Figure 2. Characterization of colony morphology, gene expression patterns, and sensitivity to an FGF receptor inhibitor in L-iPSCs obtained with M₃O-SKM.

(A) Phase contrast images of L-iPSC colonies obtained on day 90. Bar, 100 µm. (B) Immunofluorescence staining of an L-iPSC colony with antibodies against NANOG and SSEA4 on day 28. Bar, 100 µm. (C) Quantitative RT-PCR analysis of the OCT4, SOX2, KLF4 and c-MYC genes in various pluripotent stem cells on day 120. Expression levels of each gene were normalized to GAPDH. The normalized value for ESCs was defined as 1.0. Mean + SD obtained from three independent experiments are shown. (D) RT-PCR analysis of the expression of M₃O in day-3 fibroblasts transduced with M₃O-SKM, day-120 L-iPSCs, and parent fibroblasts. Expression of GAPDH mRNA was monitored as a control. Bar, 100 µm. (E) Effects of SU5402 on iPSC colony formation with LIF and bFGF. SU5402 dissolved in dimethyl sulfoxide (DMSO) was added to culture medium between day 8 and 10, and the colonies were counted on day 12. DMSO was used as a control.

Figure 3. Characterization of gene expression patterns, karyotype, and teratoma formation in L-iPSCs prepared with M₃O-SKM.

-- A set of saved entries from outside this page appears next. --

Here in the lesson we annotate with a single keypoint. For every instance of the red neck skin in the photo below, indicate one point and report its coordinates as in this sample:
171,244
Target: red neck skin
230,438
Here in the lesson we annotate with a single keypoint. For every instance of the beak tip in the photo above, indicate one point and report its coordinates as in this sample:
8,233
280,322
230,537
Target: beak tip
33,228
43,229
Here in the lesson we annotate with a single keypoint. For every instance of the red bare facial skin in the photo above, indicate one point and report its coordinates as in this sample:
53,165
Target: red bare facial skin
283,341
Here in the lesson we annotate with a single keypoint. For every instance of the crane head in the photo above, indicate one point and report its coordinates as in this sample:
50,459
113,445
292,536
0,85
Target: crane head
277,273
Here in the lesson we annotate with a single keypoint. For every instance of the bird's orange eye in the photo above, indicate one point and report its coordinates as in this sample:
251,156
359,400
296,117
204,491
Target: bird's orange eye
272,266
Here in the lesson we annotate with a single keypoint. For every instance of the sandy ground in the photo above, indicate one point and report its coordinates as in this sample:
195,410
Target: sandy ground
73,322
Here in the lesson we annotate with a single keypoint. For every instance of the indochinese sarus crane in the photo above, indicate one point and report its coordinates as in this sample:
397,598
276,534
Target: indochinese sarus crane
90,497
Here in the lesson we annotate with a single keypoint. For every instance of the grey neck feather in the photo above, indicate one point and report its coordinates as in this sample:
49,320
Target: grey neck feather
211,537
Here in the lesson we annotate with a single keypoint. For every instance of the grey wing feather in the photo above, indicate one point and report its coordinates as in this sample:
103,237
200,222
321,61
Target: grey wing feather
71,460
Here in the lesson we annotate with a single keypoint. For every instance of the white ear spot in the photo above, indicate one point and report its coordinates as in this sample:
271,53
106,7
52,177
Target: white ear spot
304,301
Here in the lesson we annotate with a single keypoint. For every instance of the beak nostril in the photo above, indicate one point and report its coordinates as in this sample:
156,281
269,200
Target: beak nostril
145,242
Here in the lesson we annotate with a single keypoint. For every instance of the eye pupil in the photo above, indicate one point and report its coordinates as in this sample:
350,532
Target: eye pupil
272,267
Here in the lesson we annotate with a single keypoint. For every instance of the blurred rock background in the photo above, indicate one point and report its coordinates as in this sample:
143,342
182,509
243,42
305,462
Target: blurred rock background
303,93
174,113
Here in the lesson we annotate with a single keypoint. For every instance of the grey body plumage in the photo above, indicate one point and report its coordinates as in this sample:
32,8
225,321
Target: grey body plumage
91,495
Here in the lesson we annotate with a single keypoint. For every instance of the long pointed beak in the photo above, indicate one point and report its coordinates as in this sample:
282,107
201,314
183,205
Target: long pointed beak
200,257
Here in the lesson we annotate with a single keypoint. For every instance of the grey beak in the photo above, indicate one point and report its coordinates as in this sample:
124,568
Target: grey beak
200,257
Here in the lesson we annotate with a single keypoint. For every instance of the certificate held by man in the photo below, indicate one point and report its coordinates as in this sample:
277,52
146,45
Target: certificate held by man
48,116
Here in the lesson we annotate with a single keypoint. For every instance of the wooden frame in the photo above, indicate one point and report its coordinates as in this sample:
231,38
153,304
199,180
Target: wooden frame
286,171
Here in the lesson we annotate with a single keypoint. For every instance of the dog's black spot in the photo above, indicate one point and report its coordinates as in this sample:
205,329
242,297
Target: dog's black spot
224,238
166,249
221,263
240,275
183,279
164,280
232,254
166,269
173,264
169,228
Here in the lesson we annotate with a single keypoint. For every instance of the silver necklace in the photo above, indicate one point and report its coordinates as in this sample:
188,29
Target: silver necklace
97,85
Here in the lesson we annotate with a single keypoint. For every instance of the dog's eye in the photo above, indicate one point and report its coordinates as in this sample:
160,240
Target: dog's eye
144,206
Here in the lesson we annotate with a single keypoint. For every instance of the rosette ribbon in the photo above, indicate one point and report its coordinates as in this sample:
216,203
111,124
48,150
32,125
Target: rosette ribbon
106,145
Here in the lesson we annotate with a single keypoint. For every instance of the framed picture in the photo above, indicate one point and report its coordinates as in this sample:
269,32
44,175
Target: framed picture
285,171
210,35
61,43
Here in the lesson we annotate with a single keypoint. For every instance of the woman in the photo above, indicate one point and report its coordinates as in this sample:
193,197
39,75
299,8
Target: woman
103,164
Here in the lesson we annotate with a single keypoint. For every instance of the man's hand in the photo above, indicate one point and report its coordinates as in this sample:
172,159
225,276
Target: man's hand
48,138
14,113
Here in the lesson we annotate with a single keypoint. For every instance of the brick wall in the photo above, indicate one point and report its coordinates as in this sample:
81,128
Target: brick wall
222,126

(A) Immunofluorescence staining of L-iPSCs with antibodies against OCT4, NANOG, TRA1-60 and TRA1-81 on day 120. Alkaline phosphatase staining is also shown. Bar, 100 µm. (B) Quantitative RT-PCR analysis of genes that are typically expressed in pluripotent stem cells. Expression levels of each gene were normalized to GAPDH. The normalized value for ESCs was defined as 1.0. Mean + SD obtained from three independent experiments are shown. (C) Karyotype analysis of an L-iPSC on day 120. (D) Haematoxylin and eosin staining of histological sections of teratomas derived from L-iPSCs. Bar, 200 µm.

Figure 4. Characterization of L-iPSCs by using gene expression analyses and immunofluorescence staining of H3K27me3.

(A) Quantitative RT-PCR analysis of genes that are typically expressed in mouse naïve (REX1 and STELLA) or primed (FGF5 and T) pluripotent stem cells. Expression levels of each gene were normalized to GAPDH. The normalized value for ESCs was defined as 1.0. Mean + SD obtained from three independent experiments are shown. (B) Immunofluorescence staining of H3K27me3 as an indicator for X chromosome inactivation. Parent fibroblasts were stained as a positive control. Nuclei surrounded by squares were magnified (left panels). Arrows indicate H3K27me-positive areas, corresponding to inactive X chromosomes. Bar, 50 µm.

Figure 5. Characterization of LF-iPSCs with immunofluorescence staining and a teratoma formation assay.

(A) Immunofluorescence staining and alkaline phosphatase staining of LF-iPSCs on day 140. Bar, 100 µm. (B) Haematoxylin and eosin staining of histological sections of teratomas derived from LF-iPSCs. Bar, 200 µm.

Figure 6. Genome-wide gene expression patterns comparing various pluripotent stem cells.

(A) Scatter plots comparing levels of whole transcripts obtained from two WA09 ESC cultures, two dermal fibroblast cultures, two lines each for L-iPSCs, F-iPSCs and LF-iPSCs. Two independently cultured cells were used for WA09 cells. All these iPSCs were established from fibroblasts obtained from a single adult female. Two different cultures of fibroblasts obtained from the same individual were used. (B) Cluster analysis of the genome-wide gene expression patterns of cells analyzed in (A). (C) Scatter plots comparing levels of whole transcripts between L-iPSCs and other cell types used in this study. Average values obtained from two cultures or two lines for each cell type were used.